According to the findings of the December Duke University/CFO MagazineBusiness Outlook survey, which asked chief financial officers (CFOs) from a broad range of public and private companies about their economic projections, the number one risk to companies in 2005 is health care costs. Rounding out the top four risks are intense competition, fuel prices, and rising interest rates.

"Concerns about domestic terrorism have declined since last quarter, but our business terrorism index shows that the possibility of an attack is hurting business results," said Don Durfee, research editor of CFO Magazine. "We asked the CFOs to rank on a scale from 0 to 100 the negative impact that the threat of terrorism is having on their bottom line (where zero means no impact and 100 indicates maximum negative impact). While the terrorism index currently stands at 19.4, 36 percent of firms say the threat of terrorism is significantly affecting their bottom line."

After robust growth this fall, employment gains appear to have stalled. CFOs expect employment to grow only 0.8 percent in 2005, down from 3.1 percent predicted last quarter. Health care costs are expected to rise 8.4 percent.

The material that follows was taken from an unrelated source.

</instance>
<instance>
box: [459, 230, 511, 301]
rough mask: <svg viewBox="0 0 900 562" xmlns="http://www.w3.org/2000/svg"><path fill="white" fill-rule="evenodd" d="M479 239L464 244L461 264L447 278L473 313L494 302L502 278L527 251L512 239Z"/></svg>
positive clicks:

Despite these concerns, the survey results indicate that the bottom line should fare moderately well next year, with earnings expected to increase by 11 percent. Moreover, just over half of the executives say they are more optimistic about the economy, and their firms, than they were last quarter.

"All of these numbers are down from last quarter, and other predictions are even less favorable," noted Graham. "Capital spending is expected to grow only at a replacement level of 3.8 percent, and tech spending will increase just 4.9 percent. Worse still, the CFOs say that advertising and marketing expenditures will rise by only 2.3 percent, which is less than half of the growth predicted in last quarter's survey.

"In addition, outsourced employment is expected to rise at more than half of the firms we surveyed, with the increase in outsourced employment expected to increase 4.3 percent. Finally CFOs are significantly less bullish than Wall Street about the prospects for economic growth: respondents forecast a GDP growth rate of 2.8 percent, compared with Wall Street's consensus forecast of 3.3 percent."